Das muitas coisas que me fazem falta, listo apenas as principais:
Filmes: para um cinéfilo, ficar longe dos cinemas é um desafio. O mais próximo é em Dourados, e com uma seleção de filmes para atender ao mercado e não a cultura. Locadora? Se existe alguma ainda não achei. Então o que resta é pedir filme via internet (e esperar em média 30 dias pela entrega sem entender porque tanta demora) ou apelar para o ilegal (ou DVD pirata que tem de monte, ou baixar mesmo da internet); uns dirão que existem as TVs por assinatura, pois é, mas o custo/benefício ainda não compensa.
Internet: Para quem sempre teve acesso a internet de alta velocidade, ter uma de 10 megabytes (que na prática não chega a 5) é um desafio. Não entendo o monopólio da empresa OI. A livre concorrência não é base do sistema capitalista? Porque não aqui também…
Livros: Apesar de termos algumas opções nas livrarias da cidade, não existem variedades, são apenas os da moda. De novo a opção é ir a Dourados ou comprar via internet, esperando os 45 dias em média de entrega.
Shows: Para quem não gosta do chamado sertanejo-midiático não há opção. Nem aqui nem no entorno. Então resta ouvir o que tem, no DVD ou nos CDs acumulados. E tentar ainda assim acompanhar o cenário musical.

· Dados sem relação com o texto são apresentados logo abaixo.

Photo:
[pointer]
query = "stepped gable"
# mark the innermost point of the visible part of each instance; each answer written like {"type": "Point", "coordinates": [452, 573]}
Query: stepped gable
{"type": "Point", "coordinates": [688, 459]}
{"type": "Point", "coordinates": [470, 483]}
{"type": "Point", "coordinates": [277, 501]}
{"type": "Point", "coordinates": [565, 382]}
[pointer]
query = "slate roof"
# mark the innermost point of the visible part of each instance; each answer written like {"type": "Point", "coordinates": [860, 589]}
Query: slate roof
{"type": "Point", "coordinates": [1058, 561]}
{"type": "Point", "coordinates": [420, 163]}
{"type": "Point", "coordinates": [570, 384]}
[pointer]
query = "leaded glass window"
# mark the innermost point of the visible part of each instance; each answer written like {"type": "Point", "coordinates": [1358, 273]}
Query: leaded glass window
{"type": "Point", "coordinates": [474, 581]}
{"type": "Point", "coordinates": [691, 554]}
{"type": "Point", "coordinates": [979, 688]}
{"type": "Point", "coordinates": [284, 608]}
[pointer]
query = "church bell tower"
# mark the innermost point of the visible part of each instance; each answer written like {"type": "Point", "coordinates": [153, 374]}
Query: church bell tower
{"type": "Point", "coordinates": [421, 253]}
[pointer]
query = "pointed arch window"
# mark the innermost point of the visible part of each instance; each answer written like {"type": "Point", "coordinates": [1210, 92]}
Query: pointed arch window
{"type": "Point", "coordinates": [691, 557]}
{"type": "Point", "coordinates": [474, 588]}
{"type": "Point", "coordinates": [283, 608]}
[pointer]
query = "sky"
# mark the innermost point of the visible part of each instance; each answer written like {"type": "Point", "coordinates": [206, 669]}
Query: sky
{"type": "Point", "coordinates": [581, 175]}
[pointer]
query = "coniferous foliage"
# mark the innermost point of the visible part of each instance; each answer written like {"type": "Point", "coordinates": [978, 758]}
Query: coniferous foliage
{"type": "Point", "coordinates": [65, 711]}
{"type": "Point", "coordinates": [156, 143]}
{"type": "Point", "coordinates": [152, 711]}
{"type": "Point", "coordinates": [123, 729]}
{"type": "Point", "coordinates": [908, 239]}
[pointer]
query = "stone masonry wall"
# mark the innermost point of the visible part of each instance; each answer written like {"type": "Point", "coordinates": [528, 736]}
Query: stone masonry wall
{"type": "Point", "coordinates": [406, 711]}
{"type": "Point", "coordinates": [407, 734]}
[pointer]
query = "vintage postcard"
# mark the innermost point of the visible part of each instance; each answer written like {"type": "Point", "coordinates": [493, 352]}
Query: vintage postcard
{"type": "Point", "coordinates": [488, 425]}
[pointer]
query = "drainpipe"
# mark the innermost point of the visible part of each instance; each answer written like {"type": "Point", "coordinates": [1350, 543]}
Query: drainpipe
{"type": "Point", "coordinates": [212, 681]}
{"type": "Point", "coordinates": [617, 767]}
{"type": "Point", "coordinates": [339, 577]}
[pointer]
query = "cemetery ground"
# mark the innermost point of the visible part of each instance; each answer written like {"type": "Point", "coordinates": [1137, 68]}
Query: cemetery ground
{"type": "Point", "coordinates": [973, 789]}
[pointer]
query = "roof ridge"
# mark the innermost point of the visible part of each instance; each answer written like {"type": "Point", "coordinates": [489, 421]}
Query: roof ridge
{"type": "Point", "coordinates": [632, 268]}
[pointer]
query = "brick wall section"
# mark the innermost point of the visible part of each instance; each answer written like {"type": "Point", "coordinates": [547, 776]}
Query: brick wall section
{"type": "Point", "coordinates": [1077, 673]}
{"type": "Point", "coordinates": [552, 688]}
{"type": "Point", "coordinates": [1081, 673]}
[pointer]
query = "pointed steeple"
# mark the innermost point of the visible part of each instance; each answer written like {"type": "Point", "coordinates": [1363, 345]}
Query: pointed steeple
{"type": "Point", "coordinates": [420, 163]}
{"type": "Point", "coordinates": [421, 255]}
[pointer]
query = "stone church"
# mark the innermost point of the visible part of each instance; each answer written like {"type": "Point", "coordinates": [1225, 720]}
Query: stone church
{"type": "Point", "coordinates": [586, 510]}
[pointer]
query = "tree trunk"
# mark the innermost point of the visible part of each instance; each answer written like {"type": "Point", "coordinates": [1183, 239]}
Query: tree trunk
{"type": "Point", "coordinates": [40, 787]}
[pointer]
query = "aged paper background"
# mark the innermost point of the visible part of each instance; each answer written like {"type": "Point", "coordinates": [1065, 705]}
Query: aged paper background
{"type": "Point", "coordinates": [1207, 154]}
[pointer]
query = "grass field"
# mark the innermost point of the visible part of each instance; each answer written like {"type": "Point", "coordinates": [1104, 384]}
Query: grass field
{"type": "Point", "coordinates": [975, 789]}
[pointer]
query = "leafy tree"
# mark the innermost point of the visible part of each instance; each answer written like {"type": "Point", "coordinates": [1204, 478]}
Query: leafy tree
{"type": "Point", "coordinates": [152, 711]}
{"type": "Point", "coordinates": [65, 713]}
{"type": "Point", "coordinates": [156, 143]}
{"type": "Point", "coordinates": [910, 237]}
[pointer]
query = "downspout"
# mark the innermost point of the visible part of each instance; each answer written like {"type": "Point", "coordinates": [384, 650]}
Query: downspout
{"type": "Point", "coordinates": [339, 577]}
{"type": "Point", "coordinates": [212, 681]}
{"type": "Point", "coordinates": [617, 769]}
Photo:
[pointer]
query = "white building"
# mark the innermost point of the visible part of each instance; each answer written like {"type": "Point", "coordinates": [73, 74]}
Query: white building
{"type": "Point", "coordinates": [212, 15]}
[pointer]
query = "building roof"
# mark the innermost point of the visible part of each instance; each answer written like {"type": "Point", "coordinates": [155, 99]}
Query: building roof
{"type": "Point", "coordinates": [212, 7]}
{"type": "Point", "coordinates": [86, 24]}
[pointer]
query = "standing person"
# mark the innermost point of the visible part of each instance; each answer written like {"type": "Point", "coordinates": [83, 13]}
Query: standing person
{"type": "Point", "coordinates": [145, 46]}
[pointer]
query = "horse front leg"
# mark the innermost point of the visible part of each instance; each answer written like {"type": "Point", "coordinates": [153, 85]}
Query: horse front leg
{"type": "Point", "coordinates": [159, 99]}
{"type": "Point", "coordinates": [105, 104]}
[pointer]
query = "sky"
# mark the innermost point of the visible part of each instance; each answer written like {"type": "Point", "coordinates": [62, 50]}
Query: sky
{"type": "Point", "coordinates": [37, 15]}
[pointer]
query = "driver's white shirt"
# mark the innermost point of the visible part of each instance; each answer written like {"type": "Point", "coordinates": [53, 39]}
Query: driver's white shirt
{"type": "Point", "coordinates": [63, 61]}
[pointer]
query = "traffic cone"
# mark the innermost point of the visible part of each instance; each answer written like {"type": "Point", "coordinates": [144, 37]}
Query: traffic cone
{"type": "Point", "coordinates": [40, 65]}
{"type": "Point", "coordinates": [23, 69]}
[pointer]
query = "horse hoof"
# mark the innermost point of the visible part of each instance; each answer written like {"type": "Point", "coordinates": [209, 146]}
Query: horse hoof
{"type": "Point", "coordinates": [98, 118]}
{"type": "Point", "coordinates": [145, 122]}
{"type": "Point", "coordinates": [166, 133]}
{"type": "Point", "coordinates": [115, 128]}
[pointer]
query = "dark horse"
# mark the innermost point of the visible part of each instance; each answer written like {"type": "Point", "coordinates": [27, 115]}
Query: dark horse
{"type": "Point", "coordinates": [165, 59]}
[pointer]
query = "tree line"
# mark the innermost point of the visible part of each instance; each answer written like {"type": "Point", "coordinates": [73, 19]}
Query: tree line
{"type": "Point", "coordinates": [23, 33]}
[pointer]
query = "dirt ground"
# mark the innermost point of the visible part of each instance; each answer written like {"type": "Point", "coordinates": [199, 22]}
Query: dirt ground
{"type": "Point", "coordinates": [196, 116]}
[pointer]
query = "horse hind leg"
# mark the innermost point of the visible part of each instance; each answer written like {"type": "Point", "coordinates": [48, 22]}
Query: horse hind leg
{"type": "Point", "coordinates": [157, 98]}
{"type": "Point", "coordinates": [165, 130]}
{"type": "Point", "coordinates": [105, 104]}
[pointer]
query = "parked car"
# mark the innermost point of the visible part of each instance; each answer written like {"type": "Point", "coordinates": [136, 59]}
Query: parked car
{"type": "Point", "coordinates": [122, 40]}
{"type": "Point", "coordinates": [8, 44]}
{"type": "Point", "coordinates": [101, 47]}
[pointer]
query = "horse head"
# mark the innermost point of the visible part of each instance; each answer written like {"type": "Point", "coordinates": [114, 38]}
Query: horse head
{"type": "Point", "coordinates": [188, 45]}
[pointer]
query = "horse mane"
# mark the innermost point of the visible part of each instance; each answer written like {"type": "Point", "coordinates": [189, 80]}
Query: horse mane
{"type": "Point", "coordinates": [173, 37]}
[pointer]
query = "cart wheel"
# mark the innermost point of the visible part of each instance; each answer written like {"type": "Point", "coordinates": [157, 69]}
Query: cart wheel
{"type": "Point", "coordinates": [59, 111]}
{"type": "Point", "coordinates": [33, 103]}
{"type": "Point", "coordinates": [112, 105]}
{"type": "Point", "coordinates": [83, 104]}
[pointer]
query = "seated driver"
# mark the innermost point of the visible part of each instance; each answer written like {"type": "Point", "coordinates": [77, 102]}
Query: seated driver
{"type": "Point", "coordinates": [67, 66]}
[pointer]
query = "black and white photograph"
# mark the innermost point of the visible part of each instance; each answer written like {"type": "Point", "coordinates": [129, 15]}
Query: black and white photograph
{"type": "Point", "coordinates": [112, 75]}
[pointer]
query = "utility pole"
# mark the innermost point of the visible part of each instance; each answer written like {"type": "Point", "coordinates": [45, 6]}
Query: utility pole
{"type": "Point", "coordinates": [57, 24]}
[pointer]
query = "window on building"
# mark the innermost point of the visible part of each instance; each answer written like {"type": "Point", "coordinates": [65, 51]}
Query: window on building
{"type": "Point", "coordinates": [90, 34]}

Mas não quero reclamar da minha cidade. Sou feliz aqui. Cercado de gente conhecida. Dando (vendendo! Por mais barato que seja, não é de graça) minhas aulas, conhecendo e reconhecendo gente nova e antiga. Cuidando e dando atenção a pai e mãe. Criando meus cachorros e cultivando minhas plantas.
A cidade continua linda. Não tão calma como no passado, nem tão tranquila. Basta ver que já me roubaram um bicicleta do quintal, coisas da vida (eu que não a guardei dentro de casa, dei mole). Andando na rua, coisa que faço muito, me deu essa curiosidade.
A cidade é nossa. Nossa casa, nossa terra, nosso lar. Nosso, dos amambaiense e dos que adotaram esse terra. Então porque tanto descuido com nossa cidade?
Porque as pessoas, que moram aqui, jogam tanto lixo nas ruas e terrenos baldios? É fácil jogar a responsabilidade sobre a prefeitura, mas o lixo não aparece lá por ato mágico. Alguém joga! E olha que a cidade tem serviço regular de coleta. Tudo bem que ainda faltam lixeiras nas ruas, as que tem estão depredadas e não foi por ação mágica também, foi ação de quem mora aqui. No fundo somos todos corresponsáveis!
Porque tanto entulho e galho de arvores nas calçadas? A prefeitura, através da secretaria de serviços urbanos, passa e recolhe. No dia seguinte aparece de novo, magicamente, galhos, entulhos, nas ruas, nas esquinas. E aí, de novo, coloca-se a responsabilidade na prefeitura. No fundo somos todos corresponsáveis!
Porque tantos terrenos abandonados no espaço urbano? A minha região da cidade tem vários terrenos baldios, acumulando lixo, entulho e mato. É função do proprietário mantê-los limpos. E a maioria não o faz. Ai vem a dengue, culpamos o poder público, vem a chikungunya, culpamos o poder público, vem a leishmaniose, culpamos o poder público. Mas, no fundo, somos todos corresponsáveis!
Isso sem falar em calçadas inexistentes ou quase sempre em péssimo estado; além do costume do comércio de ocupa-las com mesas e cadeiras, com móveis, com veículos. Sem falar na falta de ciclovia, levado as pessoas a andarem de bicicleta, e aqui sempre teve muita, nas calçadas, quase atropelando quem anda. No fundo somos todos corresponsáveis!
A cidade é nossa. Assumamo-la como tal. Ou seguiremos sempre achando responsabilidade nos outros. No fundo somos todos corresponsáveis!
O autor é graduado em Filosofia, na UCDB (Universidade Católica Dom Bosco), Especialista em Pedagogia da Alternância, pela Universidade Católica de Brasília, e professor da UEMS (Universidade Estadual de Mato Grosso do Sul) de Amambai.